I'm now sort of back on Twitter and I haven't really missed it. Probably partly due to having other distractions in life, but I suspect it's also a little bit of fatigue. Twitter can sometimes feel like an eternal Freshers' Week and while I will always adore it for the friends it's made me and the connections and the world views, I'm not sure I can actively engage with it for long swathes of time anymore. My phone limits me to 15 minutes a day on it before cutting it off, but I've found myself going days without using even that meagre allocation. Some of my closer friends will laugh at me saying this considering how I've basically been a social media addict but I promise it's different this time, guys.

(Although admittedly I say that about quite a few things...)

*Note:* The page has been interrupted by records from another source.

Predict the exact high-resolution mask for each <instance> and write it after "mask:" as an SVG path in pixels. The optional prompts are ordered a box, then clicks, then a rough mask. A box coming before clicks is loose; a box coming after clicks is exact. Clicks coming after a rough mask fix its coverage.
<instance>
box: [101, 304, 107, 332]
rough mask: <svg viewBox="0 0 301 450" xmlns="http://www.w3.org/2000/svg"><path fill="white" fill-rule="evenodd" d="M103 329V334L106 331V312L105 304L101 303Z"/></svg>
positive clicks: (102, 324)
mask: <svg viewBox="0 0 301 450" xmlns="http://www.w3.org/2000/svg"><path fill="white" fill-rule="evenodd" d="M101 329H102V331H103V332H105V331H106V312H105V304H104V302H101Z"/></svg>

Agh. Word limit. I wanted to say something about density of projects, how the research & thought that have gone into the HighTide radio play and the Who short are as intense as for much lengthier pieces and how that's mad and uneconomical but also enlivening. Someone remind me for next week?

P.S. Played football once more this week. Again, didn’t die. Again, have felt better. Don't slide tackle on a sand-based pitch, kids. But I can feel my fitness creeping back and that's something to be grateful for.